請依下文回答第 21 題至第 25 題
Too much of America’s foreign aid funds what I call authoritarian development in foreign countries. That’s
when the international community—experts from the U.N. and other bodies—swoop into third-world countries and
offer purely technical assistance to dictatorships like Uganda or Ethiopia on how to solve poverty.
Unfortunately, dictators’ sole motivation is to stay in power. So the development experts may get some roads
built, but they are not maintained. Experts may sink boreholes for clean water, but the wells break down. Individuals
do not have the political rights to protest disastrous public services, so dictators are left with cash and services to prop
themselves up—while punishing their enemies.

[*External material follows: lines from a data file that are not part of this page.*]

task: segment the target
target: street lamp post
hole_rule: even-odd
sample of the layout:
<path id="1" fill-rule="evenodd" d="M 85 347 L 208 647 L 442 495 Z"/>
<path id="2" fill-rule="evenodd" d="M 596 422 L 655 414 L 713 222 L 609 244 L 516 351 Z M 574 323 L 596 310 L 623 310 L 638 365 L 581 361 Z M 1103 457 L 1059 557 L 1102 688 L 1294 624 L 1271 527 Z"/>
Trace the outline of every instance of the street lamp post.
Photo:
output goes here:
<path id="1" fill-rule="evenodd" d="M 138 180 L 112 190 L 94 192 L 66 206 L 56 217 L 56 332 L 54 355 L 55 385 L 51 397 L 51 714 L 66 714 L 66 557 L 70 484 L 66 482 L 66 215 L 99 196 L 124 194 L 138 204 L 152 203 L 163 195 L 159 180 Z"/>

But there is another model: free development. Poor individuals, asserting their political and economic rights,
motivate government and private sectors to solve their problems or to give them the means to solve their own
problems.
Compare free development in Botswana with authoritarian development in Ethiopia. In Ethiopia in 2010,
Human Rights Watch documented how the autocrat Meles Xenawi selectively withheld aid-financed famine relief
from everyone except ruling-party members. Meanwhile democratic Botswana, although drought-prone like Ethiopia,
has enjoyed decades of success in preventing famine. Government relief directed by local activists goes wherever
drought strikes.
In the postwar period, countries such as Chile, Japan, South Korea and Taiwan have successfully followed path
of free development—often in spite of international aid, not because of it. While foreign policy concerns have often
led America to prop up dictatorial regimes, we need a new rule: no democracy, no aid. If we truly want to help the
poor, we can’t accept the dictators’ false bargain: ignore our rights abuses, and meet the material needs of those we
oppress. Instead, we must advocate that the poor have the same rights as the rich everywhere, so they can aid
themselves.
【題組】23 What does Paragraph 2 offer in relation to Paragraph 1?
(A)Elaboration with examples. (B)Counterarguments with examples.
(C)Supporting details with anecdotes. (D)Empirical studies with statistics.